Question

Problem page gaseous ethane ch3ch3 will react with gaseous oxygen o2 to produce gaseous carbon dioxide co2 and gaseous water h2o . suppose 0.60 g of ethane is mixed with 3.27 g of oxygen. calculate the maximum mass of carbon dioxide that could be produced by the chemical reaction. round your answer to 2 significant digits.

Answer 1

$m(\text{CO}_2) = 2.24 \; \text{g}$

Ethene react with oxygen at a $2 : 7$ molar ratio:

$2\; \text{C}_2 \text{H}_6 (g) + 7\; \text{O}_2 (g) \to 6\; \text{H}_2{O} (g) + 4\; \text{CO}_2 (g)$

Convert the quantity of each reactant supplied to number of moles of particles:

• $n(\text{C}_2\text{H}_6) = 0.60 \; \text{g} / 28.05 \; \text{g} \cdot \text{mol}^{-1} = 0.0214 \; \text{mol}$
• $n(\text{O}_2) = 3.27 \; \text{g} / 32.00 \; \text{g} \cdot \text{mol}^{-1} = 0.102 \; \text{mol}$

The question stated not whether both reactants were used up in this process. Thus start by testing the assumption that e.g., ethene was used up while some oxygen gas were left unreacted (ethene as the limiting reagent.) Under this assumption, the relative availability of the two species, $n(\text{C}_2 \text{H}_6) /2$ and $n(\text{O}_2) /7$ (as seen in the balanced chemical equation) shall satisfy the relationship

$n(\text{O}_2) / 7 - n(\text{C}_2 \text{H}_6) / 2 > 0$

In other words,

$n(\text{O}_2)/7 > n(\text{C}_2 \text{H}_6)/2$

$n(\text{C}_2 \text{H}_6) / n(\text{O}_2) < 2/7 \approx 0.286$

Evaluating the expression $n(\text{C}_2 \text{H}_6) / n(\text{O}_2)$ with data given in the question yields approximately $0.210 < 0.286$, which does satisfy the relationship. Hence the assumption holds and ethene is the limiting reactant.
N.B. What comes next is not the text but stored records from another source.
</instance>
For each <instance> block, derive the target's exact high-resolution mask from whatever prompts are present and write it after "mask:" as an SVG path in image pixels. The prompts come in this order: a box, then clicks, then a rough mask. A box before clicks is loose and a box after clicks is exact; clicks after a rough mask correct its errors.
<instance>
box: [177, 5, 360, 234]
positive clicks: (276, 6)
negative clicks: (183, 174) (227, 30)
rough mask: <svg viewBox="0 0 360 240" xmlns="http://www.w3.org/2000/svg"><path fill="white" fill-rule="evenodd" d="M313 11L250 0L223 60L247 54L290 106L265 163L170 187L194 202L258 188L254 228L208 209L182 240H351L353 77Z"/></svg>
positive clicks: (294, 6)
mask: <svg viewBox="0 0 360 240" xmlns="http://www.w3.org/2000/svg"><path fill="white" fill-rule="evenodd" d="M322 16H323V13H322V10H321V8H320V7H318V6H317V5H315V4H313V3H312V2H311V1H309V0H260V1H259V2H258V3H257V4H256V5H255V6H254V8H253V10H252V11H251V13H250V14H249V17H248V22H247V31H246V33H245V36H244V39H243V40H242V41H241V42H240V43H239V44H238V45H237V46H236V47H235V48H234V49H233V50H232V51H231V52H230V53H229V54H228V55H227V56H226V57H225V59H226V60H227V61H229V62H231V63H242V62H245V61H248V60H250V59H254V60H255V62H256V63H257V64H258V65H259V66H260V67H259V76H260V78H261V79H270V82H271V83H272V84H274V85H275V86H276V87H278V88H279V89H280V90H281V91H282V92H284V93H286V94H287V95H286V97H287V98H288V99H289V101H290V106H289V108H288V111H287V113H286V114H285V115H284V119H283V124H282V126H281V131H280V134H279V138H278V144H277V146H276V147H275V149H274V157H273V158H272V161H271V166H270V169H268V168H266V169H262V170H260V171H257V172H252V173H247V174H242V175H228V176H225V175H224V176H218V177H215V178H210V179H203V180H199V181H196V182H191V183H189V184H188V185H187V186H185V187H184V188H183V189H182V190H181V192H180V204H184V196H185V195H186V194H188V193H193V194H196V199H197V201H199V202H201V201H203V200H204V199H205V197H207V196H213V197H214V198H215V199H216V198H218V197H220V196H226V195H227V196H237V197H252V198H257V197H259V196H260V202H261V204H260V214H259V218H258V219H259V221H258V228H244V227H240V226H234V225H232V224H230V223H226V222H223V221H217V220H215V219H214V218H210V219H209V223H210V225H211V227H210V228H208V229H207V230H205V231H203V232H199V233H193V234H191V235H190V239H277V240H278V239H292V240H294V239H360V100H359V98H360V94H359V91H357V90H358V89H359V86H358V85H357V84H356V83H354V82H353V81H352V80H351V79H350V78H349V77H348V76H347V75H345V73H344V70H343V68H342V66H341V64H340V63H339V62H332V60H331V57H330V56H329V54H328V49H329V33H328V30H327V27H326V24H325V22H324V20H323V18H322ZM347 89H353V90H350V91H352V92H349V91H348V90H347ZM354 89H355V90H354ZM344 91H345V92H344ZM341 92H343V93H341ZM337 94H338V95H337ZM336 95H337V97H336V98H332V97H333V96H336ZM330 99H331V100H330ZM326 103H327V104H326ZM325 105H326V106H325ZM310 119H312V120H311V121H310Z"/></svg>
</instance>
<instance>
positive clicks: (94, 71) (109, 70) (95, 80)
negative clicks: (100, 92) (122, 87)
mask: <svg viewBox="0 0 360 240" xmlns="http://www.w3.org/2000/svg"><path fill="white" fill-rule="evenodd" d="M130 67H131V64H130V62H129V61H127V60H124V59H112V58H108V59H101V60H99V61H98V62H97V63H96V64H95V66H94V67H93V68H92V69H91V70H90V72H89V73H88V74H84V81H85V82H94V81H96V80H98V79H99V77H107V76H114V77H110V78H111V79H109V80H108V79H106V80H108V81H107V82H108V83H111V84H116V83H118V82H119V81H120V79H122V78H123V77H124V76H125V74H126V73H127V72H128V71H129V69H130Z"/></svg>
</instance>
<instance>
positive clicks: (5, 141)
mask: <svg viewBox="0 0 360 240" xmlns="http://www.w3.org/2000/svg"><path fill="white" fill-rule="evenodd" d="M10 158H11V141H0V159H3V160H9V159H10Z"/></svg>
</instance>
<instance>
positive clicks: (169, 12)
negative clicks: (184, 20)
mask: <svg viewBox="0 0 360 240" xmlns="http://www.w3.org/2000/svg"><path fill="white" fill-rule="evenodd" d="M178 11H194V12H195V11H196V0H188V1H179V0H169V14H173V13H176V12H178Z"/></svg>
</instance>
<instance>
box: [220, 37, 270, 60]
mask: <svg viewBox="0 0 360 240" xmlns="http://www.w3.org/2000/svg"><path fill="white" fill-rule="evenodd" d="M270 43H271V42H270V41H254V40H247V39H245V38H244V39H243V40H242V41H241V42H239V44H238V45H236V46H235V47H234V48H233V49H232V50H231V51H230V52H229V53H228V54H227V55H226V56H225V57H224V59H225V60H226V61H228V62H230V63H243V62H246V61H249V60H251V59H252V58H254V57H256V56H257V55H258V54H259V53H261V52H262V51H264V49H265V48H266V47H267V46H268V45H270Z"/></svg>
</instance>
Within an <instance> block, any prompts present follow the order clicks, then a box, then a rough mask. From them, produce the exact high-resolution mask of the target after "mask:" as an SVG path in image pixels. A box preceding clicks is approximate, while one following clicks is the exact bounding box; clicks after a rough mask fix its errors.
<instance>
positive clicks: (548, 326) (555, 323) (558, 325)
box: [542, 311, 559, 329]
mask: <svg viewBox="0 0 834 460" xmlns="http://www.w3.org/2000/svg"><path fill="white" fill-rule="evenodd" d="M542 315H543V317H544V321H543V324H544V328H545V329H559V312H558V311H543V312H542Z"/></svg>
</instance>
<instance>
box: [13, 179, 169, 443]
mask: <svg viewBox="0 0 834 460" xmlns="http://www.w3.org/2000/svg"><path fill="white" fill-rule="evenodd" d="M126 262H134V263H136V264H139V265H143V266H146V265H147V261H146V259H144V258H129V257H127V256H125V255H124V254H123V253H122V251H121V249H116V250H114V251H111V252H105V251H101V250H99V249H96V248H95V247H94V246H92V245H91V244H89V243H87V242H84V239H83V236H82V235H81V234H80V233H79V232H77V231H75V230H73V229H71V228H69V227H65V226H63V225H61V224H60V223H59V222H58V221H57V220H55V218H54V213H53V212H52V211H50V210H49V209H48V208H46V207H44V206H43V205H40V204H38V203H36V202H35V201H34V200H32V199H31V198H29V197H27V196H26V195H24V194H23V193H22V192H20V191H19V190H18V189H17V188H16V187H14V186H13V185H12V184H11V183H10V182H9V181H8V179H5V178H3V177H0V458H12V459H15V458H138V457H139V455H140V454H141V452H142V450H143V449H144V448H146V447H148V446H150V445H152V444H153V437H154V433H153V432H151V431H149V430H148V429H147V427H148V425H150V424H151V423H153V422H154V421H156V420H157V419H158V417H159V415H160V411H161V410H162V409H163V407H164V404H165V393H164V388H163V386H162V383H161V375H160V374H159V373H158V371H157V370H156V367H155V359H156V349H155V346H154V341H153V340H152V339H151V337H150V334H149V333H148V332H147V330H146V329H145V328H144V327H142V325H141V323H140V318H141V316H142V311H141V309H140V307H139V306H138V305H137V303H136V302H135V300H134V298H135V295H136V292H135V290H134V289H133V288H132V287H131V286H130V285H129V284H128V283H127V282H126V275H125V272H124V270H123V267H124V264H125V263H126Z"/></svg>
The quantity of a reactant produced in a chemical reaction is related to its stoichiometric (of relating to proportions) relationship with the limiting reactant (or any of the reactants in case of more than one limiting reactant.) For this scenario, given the molar ratio $n(\text{C}_2\text{H}_6) : n( \text{CO}_2) = 2:4$,

$n(\text{CO}_2) = n(\text{C}_2\text{H}_6) \cdot (2 / 4) = 0.0510 \; \text{mol}$

$m(\text{CO}_2) = 0.0510 \; \text{mol} \times 44.01 \; \text{g} \cdot \text{mol}^{-1} = 2.24 \; \text{g}$